Nuxeo Server is designed to give you complete control over your content and how you dispose of it.

For example, you may need to keep logs to prove compliance even if the document was deleted, or you may want to keep completed workflows around in order to build analytics and gather insights. To cover for such use cases, Nuxeo Server offers specific ways to dispose of orphaned content, and you need to leverage them explicitly.

Read on to discover what options are available to you, when, how and why you should leverage them.

Available Options

Cleaning Up Orphaned Versions for Deleted Documents

When deleting permanently a document, all its versions are deleted automatically.

A version stays referenced and therefore is not removed if:

  • Any proxy points to a version in the version history of any live document
  • In the case of a tree snapshot if there is a snapshot containing a version in the version history of any live document.

However when deleting documents recursively on large folder it may result in versions not being cleanup, leaving orphaned versions. Since LTS 2021 HF45 this case is properly handled when using a MongoDB backend, still you might have legacy orphaned versions remaining.

In order to clean up orphaned versions, Nuxeo Server offers a dedicated REST API endpoint to perform a Full Garbage Collection.

This endpoint leverages a bulk action, meaning that it is scalable for any repository size and can be easily monitored, even in a context where it could end up being a long-running action.
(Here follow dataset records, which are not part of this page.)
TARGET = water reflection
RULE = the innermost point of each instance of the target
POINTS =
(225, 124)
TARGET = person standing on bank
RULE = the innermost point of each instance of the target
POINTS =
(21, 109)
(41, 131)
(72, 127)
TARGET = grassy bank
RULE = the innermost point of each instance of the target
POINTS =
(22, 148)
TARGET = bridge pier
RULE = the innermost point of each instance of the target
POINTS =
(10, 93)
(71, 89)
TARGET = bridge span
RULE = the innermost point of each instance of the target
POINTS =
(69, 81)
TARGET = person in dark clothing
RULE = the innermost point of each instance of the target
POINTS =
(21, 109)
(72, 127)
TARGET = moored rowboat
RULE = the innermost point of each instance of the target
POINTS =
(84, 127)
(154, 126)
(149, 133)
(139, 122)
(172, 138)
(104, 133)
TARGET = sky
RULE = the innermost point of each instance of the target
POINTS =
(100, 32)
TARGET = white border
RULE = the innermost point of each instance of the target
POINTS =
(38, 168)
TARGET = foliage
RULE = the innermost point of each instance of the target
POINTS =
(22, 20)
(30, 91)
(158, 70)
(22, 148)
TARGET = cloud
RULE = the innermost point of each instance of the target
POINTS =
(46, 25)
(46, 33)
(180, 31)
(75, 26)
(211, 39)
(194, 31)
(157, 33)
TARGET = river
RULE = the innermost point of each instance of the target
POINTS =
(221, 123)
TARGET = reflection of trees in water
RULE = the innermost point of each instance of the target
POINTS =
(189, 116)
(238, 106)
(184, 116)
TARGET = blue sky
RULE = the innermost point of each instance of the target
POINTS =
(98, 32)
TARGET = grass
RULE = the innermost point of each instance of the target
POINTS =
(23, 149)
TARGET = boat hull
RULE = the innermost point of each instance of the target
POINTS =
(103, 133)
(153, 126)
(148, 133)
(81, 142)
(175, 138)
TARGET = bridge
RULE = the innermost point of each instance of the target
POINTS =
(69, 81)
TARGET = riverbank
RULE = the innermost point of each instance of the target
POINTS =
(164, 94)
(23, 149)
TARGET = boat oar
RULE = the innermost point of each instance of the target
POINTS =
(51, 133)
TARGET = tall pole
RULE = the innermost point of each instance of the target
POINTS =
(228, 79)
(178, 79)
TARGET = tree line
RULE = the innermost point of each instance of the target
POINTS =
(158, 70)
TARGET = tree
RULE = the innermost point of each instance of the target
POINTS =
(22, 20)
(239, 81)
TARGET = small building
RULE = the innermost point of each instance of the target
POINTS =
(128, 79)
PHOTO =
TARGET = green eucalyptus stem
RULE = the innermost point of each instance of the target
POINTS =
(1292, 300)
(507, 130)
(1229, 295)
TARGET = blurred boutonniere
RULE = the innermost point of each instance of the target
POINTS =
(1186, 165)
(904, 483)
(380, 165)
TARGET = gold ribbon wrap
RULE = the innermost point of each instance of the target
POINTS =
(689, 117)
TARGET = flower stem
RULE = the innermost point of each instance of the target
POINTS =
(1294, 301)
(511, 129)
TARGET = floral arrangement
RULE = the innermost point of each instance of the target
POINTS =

To get the maximum benefit from your cleanup, it is recommended to leverage this option before cleaning up orphaned binaries, as removing versions may produce new orphaned binaries.

Cleaning Up Orphaned Binaries

Nuxeo Server deduplicates content in order to optimize storage costs. This means that multiple documents may reference the same file, and yet it will be stored only once.

When deleting permanently a document, other documents may still reference some or all of the files it holds. If not, then these files are considered orphaned.

If you started using Nuxeo after LTS 2021 HF35, orphaned files are cleaned up automatically through a background task. If you chose to disable this feature, an on demand option exists as well.

If you started using Nuxeo before LTS 2021 HF35, then you may need to run some migration steps to gain access to this feature. This will prevent new orphaned files to be created. Existing orphaned files can be cleaned up using the on demand cleanup option.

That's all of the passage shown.